When Edward Snowden, former CIA employee and former government contractor copied classified information from the United States National Security Agency (NSA) and United Kingdom Government Communications Headquarters (GCHQ) for public disclosure in 2013 – all hell broke loose. That prompted governments around the world to question all US technology and devices. It had China calling tech companies like Apple in for questioning about back doors in their software and in particular Apple's operating system. To prove that Apple had no back doors in their operating system, Apple's CEO Tim Cook agreed to submit Apple products for web security evaluations by Chinese authorities to appease the Chinese Government. Yet prior to Edward Snow's NSA blowout revelations, we didn't have end-to-end encryption and 'cyberlife' for the most part, wasn't much of an issue if users took basic precautions. Yet once Apple introduced their unbreakable encryption with iOS 8, they just decided to shut the door to cooperating with law enforcement, even with legal warrants. But it wasn't until the terrorist attacks in Paris last week where this issue really hit the fan.
One of this week's top news stories surrounded the issue of end-to-end encryption (one, two, three, four, five, six). Apple's iOS 9, an app called the 'Telegram,' the Sony Playstation 4 and other apps like Whatsapp took a beating from law enforcement and governments around the globe with the loudest complaints emanating from this week's Cybersecurity Conference held in New York City.
Due to the horrific terrorist attacks last week in Paris, no tech company wanted to be singled out for rebuking governments' requests to assist them in tracking down terrorists. So they chose the 'Information Technology Industry Council (ITI)' to be the collective voice for companies including Apple, Dell, Facebook, Google, Microsoft, IBM, Intel, Twitter and others. The ITI released the following statement two days ago from President and CEO Dean Garfield, in response to calls from the government to weaken encryption:
"Encryption is a security tool we rely on every day to stop criminals from draining our bank accounts, to shield our cars and airplanes from being taken over by malicious hacks, and to otherwise preserve our security and safety. We deeply appreciate law enforcement's and the national security community's work to protect us, but weakening encryption or creating back doors to encrypted devices and data for use by the good guys would actually create vulnerabilities to be exploited by the bad guys, which would almost certainly cause serious physical and financial harm across our society and our economy. Weakening security with the aim of advancing security simply does not make sense."

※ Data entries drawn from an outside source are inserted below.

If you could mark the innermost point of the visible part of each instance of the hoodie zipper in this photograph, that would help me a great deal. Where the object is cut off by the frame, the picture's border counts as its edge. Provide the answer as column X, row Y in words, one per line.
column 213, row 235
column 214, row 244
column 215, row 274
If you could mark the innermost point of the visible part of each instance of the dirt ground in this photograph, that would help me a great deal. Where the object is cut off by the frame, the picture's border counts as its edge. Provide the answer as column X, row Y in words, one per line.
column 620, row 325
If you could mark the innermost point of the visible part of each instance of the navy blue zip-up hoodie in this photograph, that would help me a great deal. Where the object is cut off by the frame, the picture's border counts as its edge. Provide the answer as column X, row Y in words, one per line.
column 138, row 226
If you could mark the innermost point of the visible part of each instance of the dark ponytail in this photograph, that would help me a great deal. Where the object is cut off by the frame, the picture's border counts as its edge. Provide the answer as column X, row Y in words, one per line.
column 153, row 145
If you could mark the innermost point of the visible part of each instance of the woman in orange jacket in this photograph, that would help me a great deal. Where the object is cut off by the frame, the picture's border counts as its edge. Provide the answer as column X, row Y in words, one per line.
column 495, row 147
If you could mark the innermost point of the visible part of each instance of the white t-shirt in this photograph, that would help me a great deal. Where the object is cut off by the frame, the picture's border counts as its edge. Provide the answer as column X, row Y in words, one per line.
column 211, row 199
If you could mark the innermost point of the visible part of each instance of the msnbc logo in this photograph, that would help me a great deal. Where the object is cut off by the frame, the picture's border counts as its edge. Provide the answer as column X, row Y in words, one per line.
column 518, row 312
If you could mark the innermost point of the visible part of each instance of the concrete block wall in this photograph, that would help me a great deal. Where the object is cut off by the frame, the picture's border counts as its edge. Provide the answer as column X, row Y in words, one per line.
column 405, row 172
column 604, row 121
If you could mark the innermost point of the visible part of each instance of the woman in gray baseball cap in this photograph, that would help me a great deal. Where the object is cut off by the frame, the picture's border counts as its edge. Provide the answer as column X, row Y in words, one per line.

But where were these companies just two years ago on this issue? Was their newly found motivation to play the encryption card due to the threat of losing government contracts around the globe due to the NSA revelations? In part, more than likely. The position of it being for the sake people's privacy was just a marketing side benefit, the cherry on the cake that played right into people's paranoia of overreaching governments.
Apple and other companies could have done this years ago, but didn't. So their motivation to play the Pius card now, for some of us, is seen suspiciously as simply pandering to save profits; a point that was hammered home this past week by the New York Daily News:
"High-tech leaders like Cook and Schmidt are only making life easier for ISIS and other malefactors by putting the content on phones out of the reach of authorities who have warrants or are in the throes of a dire emergency. This is not a gift from God, it is a gift to the evil from profit-driven executives."
The issue of unbreakable encryption clashing with the needs of law enforcement with a legal warrant is now a global issue, with the UK likely to be the first to introduce legislation on this matter. Senator John McCain told reporters this past week that he would hold a series of hearings and eventually pursue legislation that would require companies to provide the government with access to encryption.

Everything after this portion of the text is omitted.